Muthu was the last of four children. What Muthu did not know was that no matter how hard he tried, he would always remain the last.
He had three sisters and his father appeared to favour them, or so he thought. His sisters did well at school, helped at home, and even loved him a lot. But they treated him like a child and he resented that. It was always "You are a baby now. Grow up a little and then you can..."
How was being nine-years-old a baby and how come when he got into trouble the same family found him too old? They would say, "Such a big boy and yet you do not know how to behave..."
He was born and raised in the small hill town of Yercaud (near Salem). Like every nine-year-old he knew in Yercaud, he went to the local school. He was an average student, if you went by ranks and grades, but he could not contain his curiosity which made him restless and too inquisitive at times.
This irked some of the teachers, foremost among them being Radha Miss, the strict English teacher. He vexed her with his doubts in grammarand his insatiable 'whys' never ran out.
Other teachers channelised it and introduced him to the library.

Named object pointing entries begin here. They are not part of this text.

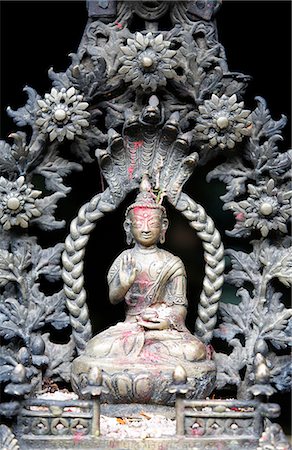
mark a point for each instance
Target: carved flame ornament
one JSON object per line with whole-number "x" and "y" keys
{"x": 156, "y": 100}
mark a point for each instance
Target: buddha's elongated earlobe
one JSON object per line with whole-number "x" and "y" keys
{"x": 163, "y": 230}
{"x": 127, "y": 228}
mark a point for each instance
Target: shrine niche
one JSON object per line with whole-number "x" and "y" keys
{"x": 148, "y": 98}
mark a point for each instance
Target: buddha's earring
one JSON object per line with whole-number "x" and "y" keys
{"x": 129, "y": 238}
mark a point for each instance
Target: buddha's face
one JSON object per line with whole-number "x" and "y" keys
{"x": 147, "y": 225}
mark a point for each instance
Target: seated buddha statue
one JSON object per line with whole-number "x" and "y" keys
{"x": 138, "y": 356}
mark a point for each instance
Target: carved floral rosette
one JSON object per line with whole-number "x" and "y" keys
{"x": 165, "y": 103}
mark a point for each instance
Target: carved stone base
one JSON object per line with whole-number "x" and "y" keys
{"x": 143, "y": 384}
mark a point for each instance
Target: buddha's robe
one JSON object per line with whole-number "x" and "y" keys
{"x": 158, "y": 291}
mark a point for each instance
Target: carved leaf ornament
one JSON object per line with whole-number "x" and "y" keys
{"x": 161, "y": 103}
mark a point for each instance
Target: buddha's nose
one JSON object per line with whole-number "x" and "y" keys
{"x": 145, "y": 228}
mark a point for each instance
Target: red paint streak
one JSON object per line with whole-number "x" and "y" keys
{"x": 240, "y": 217}
{"x": 127, "y": 334}
{"x": 197, "y": 432}
{"x": 138, "y": 144}
{"x": 149, "y": 356}
{"x": 210, "y": 351}
{"x": 147, "y": 212}
{"x": 78, "y": 436}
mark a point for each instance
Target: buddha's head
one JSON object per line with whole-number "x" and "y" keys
{"x": 146, "y": 222}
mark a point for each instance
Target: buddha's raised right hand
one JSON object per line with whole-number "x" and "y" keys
{"x": 128, "y": 271}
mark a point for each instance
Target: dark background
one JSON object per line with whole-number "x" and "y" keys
{"x": 37, "y": 35}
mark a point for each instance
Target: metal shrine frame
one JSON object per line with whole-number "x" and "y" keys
{"x": 125, "y": 65}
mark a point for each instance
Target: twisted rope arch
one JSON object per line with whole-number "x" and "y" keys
{"x": 73, "y": 256}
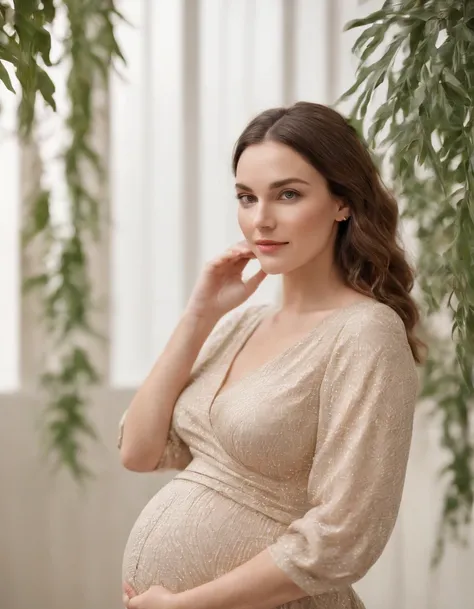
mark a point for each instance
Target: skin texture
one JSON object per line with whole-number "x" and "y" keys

He would spend hours there investigating how an aeroplane could stay up in the air and how cars worked and why it was necessary at all to punctuate sentences.
He stepped out of the library usually to address his other two passions - his friends and cricket. His friends - Bala and Jones. Bala, or Maamu as he was affectionately called, was the most studious - not just of the trio, but of their class and maybe even the school. Jones, the Joker, had recently lost his parents and was living with his ageing grandparents whose sympathy made him get away with a lot of mischief.
The trio played cricket, talked cricket, and even walked cricket as they fetched water from a distant stream for his mother. They debated whether Ganguly was better than Sachin as they ate the ubiquitous bajjis with hot chai. In the rains, the eats were replaced with fresh corn on the cob, boiled and salted, but the debate remained the same.
Muthu's father was a driver of the bus that plied back and forth between Salem and Yercaud. The journey was not very long, but it lasted a good two hours. The bus cruised through the lush tree-lined roads, passing by little hamlets once in a way, scattering a lot of monkeys en route.